Are there obvious reasons for the differences in predicted and actual results? First, we started with the premise that neurotrophins and growth factors are expressed predominantly by Müller glial cells and invading microglial cells (e.g., Valter et al.
29 and Frasson et al.
30 ) and, thus, that changes in expression levels should be measurable in whole retina samples. Although retinal ganglion cells (RGCs) express some of those neurotrophic factors, it was argued that expression levels should not change in these cells because there was no evidence that light damage affects RGCs early in the progression of photoreceptor degeneration. In addition, Müller glial cells outnumber RGCs by a factor of 6,
31 yet the possibility that changes in gene expression in the RGCs might have masked the changes occurring in the Müller glia and the invading microglial cells should not be excluded. Testing this possibility was beyond the scope of this project. Second, Harada et al.
17 examined neurotrophin levels in microglial and Müller glial cells isolated from a 35-day-old rat and cultured for multiple days. Neurotrophin levels under these conditions might differ from the expression profiles of cells within an existing cellular network. Third, the model was established based on juvenile rat retina instead of young adult mouse, which was used here. And finally, fourth, the light paradigms used here and those used by Harada et al.
17 differed. With albino rats, Harada et al.

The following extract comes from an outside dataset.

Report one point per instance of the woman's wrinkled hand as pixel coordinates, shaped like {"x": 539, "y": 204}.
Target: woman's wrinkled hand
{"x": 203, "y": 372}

17 were able to use the continuous light exposure model (24-hour light exposure at approximately 800-1300 lux from postnatal day [P] 22-P35), whereas we used approximately 15-fold brighter light (approximately 15,000 lux) for a shorter period (1.5 hours) followed by 10 days of darkness to allow for the execution of cell death because the BDNF heterozygous mice were on a B6 background (B6.129-BDNF
tm1-LT) and were resistant to continuous light exposure. However, as shown by Hao et al.,
32 the mechanisms differed whereby continuous light exposure and intense light exposure triggered cell death. Both mechanisms required the presence of bleachable rhodopsin; however, intense bright-light damage was independent of the presence of transducin, whereas continuous low-light damage required transducin. Thus, it is plausible that the glial network outlined by Harada et al.
17 is not activated in intense bright light. Unfortunately, none of the growth factors or neurotrophins involved in the glial network have been tested in rescue experiments in the bright-light damage model (summarized in Wenzel et al.
9 ), the results of which might enable greater understanding.